Sort of like a casserole. But since broccoli casseroles typically use flours or crackers to bind, I’d say this is more of a cheesy broccoli. Whatever you want to call it, it’s incredibly yummy. The 3 types of cheese as well as chicken stock infused cream result in a broccoli that explodes with flavour – this is not your garden variety broccoli with some melted cheese on top. A worthy sidekick to any meat dish.
- Broccoli – enough to fill a 9×13 baking dish
- 1/2 cup whipping cream
- 1 chicken bouillon cube*
- 1/4 tsp paprika (optional)
- 1 onion, finely chopped
- 2 Tbsp. thyme
- 2 cups Asiago cheese, grated
- 3 cups aged Cheddar cheese, grated
- 1/2 cup Parmesan cheese, grated
- Salt and pepper
*Chicken bouillon cubes often contain MSG. The best ones I’ve been able to find are Harvest Sun Organic Chicken Bouillon Cubes at Whole Foods. Ingredients: salt, yeast extract, potato starch, non-hydrogenated palm oil, chicken fat, dehydrated chicken, celery, onions, turmeric, parsley, lovage, natural rosemary flavour. Yeast extract can be a hidden source of MSG, so I don’t use these that often just in case. If you’d prefer, feel free to use a little less whipping cream and add some actual chicken broth instead.
1. Preheat oven to 350.
2. Prepare broccoli florets and place them in baking dish – use the stems/core for something else.
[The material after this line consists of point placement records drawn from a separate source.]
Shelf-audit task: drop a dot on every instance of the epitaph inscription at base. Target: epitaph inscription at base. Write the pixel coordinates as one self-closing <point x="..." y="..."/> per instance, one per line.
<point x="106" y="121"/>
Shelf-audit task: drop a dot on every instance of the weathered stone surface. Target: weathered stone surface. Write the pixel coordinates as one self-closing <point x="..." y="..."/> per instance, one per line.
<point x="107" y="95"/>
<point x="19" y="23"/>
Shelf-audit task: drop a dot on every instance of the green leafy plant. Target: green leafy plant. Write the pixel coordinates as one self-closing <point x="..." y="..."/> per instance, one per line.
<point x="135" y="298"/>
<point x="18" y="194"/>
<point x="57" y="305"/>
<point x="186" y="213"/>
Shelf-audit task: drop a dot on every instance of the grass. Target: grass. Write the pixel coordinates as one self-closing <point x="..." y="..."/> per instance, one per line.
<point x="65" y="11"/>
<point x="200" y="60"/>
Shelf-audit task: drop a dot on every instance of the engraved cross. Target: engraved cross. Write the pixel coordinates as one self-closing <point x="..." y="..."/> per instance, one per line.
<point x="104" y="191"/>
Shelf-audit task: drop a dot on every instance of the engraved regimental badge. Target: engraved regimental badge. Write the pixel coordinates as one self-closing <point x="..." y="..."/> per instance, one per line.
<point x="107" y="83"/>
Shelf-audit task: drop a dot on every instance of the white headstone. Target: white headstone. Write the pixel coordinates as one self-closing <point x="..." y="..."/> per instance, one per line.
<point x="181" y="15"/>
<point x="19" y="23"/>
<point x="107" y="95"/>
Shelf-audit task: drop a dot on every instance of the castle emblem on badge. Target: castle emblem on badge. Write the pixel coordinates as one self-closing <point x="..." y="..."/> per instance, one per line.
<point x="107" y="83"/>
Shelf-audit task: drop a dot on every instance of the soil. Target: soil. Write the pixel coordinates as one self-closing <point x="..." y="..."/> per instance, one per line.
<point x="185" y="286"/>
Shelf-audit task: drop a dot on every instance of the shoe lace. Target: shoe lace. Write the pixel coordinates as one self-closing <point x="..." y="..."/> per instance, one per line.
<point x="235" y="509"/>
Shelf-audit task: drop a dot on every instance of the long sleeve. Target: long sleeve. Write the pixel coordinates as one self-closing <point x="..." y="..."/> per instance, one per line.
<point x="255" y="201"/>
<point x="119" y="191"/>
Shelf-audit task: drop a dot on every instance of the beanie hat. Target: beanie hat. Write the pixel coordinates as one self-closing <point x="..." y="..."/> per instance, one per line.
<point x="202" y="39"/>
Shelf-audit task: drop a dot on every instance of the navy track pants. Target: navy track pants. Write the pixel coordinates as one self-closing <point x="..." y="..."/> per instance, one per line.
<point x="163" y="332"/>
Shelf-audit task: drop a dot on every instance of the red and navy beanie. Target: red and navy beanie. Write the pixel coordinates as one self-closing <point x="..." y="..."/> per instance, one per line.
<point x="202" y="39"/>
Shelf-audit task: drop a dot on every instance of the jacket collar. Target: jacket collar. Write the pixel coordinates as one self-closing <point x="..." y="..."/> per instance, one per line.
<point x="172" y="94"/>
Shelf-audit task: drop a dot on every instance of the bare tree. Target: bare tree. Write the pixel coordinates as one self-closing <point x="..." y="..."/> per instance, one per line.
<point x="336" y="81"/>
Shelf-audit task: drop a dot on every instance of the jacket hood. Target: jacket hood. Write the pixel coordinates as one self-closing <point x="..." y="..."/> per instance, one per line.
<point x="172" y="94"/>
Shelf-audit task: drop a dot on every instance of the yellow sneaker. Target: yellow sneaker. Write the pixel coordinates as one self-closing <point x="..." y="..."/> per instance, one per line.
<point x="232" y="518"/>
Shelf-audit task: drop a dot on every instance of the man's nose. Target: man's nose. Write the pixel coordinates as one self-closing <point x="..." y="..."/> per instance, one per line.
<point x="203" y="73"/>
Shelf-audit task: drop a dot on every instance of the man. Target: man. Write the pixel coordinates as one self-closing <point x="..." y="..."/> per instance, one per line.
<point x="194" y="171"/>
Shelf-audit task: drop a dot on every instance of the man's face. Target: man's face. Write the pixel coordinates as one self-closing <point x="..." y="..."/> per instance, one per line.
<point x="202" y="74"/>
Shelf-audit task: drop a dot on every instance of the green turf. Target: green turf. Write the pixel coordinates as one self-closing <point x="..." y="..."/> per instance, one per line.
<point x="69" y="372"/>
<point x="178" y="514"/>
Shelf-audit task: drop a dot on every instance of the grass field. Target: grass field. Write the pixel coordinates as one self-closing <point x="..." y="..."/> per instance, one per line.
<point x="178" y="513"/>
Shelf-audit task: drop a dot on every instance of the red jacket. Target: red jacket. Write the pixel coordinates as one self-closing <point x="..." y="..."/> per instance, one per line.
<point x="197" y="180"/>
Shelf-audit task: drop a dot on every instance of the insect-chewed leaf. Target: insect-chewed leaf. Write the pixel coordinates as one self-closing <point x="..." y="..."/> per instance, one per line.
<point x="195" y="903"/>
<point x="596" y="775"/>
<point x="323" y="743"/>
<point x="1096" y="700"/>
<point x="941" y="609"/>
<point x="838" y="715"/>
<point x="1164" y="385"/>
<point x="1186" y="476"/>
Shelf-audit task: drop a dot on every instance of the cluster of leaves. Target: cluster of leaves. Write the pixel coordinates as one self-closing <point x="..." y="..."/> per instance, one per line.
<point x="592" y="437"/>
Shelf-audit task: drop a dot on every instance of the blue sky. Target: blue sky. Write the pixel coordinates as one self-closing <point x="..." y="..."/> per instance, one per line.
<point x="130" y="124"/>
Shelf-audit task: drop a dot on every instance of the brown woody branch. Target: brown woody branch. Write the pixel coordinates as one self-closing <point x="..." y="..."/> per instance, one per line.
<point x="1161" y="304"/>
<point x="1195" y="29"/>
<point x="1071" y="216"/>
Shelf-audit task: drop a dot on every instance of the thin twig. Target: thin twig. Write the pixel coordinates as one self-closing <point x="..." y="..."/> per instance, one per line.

3. Over medium heat, warm up whipping cream, stirring frequently. Dissolve bouillon cube in the cream, and add thyme and paprika (optional).
4. Pour whipping cream mixture over the broccoli and sprinkle with the onion.
5. Season broccoli generously with salt and pepper.
5. Cover the broccoli with 3/4 of the Asiago and cheddar cheeses.
6. Cover Pyrex with aluminum foil.
7. Bake broccoli until tender, approximately 30 min.
8. Cover with remainder of the Asiago and cheddar cheese, and sprinkle the Parmesan on top.
9. Bake just until the top layer of cheese melts, approximately 5 minutes.
10. After plating the broccoli, scoop some cream over top.